Sergeant, I'm coming out of my temporary hiatus to answer your question... AGAIN (yawn)... about why AA is constitutional. In the Clarence Thomas thread, I answered this same question, addressed my answer to you specifically, and you never responded to it. I am pasting the same wording here, in its entirety. No matter how many times I see you ask the same question, I'm simply gonna post it again.

Originally posted by Vox:

OK, Sergeant, here's the story. Listen carefully, because I really find these kinds of arguments annoying.

There is no absolute prohibition against anything, anywhere in the constitution. There are valid laws banning certain types of speech. There are certain laws that limit freedom of the press. So despite what the constitution says, there can be no absolute prohibitions, because various rights, responsibilities, and government interests, all of which are protected, clash. Therefore, rights, prohibitions, and interests have to be weighed. If this weren't the case, there would be no need for a supreme court.

When certain types of government actions do things that the constitution says it usually should avoid, there are tests employed by courts to determine whether the state action is unconstitutional or not. These tests have been in effect for centuries. One such test, "Strict scrutiny," was involved in the affirmative action case.

If these tests did not exist, America would be thrown into chaos, because very few laws and government actions would be constitutional. To combat the chaos, Congress would have to amend cthe COnstitution so much that it would become a paper tiger, useless and of little effect.
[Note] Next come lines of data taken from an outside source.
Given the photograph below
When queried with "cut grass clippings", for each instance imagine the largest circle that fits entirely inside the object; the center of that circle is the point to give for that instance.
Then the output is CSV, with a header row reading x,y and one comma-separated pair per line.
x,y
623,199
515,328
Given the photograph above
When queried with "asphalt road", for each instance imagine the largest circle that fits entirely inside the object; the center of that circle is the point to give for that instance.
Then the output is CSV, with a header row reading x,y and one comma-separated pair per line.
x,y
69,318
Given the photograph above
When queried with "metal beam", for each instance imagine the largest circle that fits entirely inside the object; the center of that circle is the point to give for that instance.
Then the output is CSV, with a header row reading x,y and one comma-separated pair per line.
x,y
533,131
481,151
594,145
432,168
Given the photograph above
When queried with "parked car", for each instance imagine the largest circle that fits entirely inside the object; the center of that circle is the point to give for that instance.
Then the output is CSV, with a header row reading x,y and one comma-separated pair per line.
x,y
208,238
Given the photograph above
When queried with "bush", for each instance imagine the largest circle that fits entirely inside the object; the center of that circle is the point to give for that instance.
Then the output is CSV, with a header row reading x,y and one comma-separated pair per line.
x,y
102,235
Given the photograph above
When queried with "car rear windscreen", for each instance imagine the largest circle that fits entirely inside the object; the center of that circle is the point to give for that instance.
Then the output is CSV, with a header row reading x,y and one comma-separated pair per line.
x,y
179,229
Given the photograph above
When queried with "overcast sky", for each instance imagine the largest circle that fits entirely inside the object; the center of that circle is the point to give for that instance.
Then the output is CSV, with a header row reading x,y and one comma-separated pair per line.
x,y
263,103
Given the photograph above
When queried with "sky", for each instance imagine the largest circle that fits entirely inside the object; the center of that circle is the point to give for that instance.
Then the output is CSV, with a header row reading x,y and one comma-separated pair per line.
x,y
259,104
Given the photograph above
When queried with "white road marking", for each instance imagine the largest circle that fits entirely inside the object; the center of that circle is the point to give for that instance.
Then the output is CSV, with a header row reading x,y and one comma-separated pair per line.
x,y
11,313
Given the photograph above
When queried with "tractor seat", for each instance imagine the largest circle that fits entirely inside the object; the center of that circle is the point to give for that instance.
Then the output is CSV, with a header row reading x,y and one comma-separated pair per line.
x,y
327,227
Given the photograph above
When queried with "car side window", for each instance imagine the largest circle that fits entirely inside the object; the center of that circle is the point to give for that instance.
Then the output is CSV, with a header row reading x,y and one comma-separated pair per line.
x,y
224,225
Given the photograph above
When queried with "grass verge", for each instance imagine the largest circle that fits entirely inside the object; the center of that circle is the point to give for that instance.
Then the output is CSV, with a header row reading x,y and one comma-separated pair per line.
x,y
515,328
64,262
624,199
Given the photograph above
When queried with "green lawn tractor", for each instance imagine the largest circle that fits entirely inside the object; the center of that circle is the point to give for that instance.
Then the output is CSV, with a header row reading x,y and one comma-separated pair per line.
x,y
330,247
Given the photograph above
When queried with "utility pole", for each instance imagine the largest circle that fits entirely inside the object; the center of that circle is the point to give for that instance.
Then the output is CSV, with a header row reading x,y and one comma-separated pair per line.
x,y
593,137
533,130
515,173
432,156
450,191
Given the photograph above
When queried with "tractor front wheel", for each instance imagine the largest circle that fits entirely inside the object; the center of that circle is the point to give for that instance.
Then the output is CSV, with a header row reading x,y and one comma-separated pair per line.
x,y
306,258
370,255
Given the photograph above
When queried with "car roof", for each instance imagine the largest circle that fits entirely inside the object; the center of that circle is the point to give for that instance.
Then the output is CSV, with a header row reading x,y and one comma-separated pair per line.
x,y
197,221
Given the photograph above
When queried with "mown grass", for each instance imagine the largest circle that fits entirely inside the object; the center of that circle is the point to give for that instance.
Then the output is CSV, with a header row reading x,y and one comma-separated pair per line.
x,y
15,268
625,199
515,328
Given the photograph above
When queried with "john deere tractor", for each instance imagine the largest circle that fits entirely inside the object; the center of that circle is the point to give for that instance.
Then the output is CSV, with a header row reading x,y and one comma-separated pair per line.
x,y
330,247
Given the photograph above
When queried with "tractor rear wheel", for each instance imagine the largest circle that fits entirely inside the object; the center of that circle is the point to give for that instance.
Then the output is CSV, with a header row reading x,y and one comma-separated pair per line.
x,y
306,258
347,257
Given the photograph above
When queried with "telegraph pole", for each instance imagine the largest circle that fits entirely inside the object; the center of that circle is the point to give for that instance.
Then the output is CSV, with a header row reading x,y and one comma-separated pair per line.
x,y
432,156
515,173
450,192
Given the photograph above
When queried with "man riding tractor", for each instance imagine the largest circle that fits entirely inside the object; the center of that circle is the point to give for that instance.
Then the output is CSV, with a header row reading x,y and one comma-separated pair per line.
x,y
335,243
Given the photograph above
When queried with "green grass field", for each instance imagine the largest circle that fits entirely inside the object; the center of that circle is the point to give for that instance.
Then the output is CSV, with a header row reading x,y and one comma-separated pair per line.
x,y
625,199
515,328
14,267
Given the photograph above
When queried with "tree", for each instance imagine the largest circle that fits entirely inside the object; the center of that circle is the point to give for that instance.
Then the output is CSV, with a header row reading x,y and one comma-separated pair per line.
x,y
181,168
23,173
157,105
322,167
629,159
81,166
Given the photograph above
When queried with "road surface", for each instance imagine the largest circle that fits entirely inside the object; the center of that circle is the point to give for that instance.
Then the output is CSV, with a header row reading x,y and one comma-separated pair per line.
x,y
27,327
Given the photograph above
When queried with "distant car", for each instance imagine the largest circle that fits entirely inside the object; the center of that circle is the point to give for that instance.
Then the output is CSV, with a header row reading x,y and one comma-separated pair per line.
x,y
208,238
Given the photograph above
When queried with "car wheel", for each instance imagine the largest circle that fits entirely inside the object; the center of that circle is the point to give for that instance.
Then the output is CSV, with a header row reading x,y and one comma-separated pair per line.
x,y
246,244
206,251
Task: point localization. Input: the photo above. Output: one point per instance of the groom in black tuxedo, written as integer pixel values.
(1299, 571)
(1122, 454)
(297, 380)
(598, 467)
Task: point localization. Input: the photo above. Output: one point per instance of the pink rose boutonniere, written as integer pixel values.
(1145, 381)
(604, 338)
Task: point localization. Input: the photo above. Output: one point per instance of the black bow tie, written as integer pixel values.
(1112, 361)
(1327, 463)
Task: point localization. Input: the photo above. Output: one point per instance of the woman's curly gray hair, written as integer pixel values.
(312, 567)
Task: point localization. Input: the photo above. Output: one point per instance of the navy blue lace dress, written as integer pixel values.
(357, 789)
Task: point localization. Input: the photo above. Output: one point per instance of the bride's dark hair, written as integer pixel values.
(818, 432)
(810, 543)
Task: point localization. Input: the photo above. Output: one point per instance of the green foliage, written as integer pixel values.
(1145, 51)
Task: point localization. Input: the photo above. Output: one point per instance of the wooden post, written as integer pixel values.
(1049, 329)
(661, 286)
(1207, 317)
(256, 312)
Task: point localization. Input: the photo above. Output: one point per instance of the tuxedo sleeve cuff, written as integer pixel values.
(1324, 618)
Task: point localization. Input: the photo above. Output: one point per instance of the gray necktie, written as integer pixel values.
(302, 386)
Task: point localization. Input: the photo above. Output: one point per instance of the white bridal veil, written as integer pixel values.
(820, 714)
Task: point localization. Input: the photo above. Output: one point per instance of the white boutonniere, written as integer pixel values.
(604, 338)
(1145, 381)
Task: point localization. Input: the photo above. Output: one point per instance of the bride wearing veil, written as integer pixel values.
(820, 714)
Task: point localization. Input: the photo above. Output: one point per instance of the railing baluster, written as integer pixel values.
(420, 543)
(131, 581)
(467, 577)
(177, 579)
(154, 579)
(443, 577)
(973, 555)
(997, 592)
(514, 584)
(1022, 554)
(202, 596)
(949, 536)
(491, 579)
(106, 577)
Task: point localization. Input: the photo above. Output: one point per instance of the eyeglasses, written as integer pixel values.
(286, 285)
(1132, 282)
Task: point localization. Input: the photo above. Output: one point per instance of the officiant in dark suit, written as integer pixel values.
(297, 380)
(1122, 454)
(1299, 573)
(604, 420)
Therefore, there are no absolute prohibitions against the use of race. If the use of race meets the "strict scrutiny" test, then it's constitutional. People who are against AA have no qualms against arresting people for threatening to commit a terrorist act, or yelling "fire" in a crowded theater. This is because you understand that there are interests that the 1st amendment must be balanced against. But whenever there is any action that seeks to level an uneven playing field to benefit historically disadvantaged minorities, all of a sudden the Constitution has to be construed in absolute terms, and all balancing tests must be thrown out of the window. Cut it out.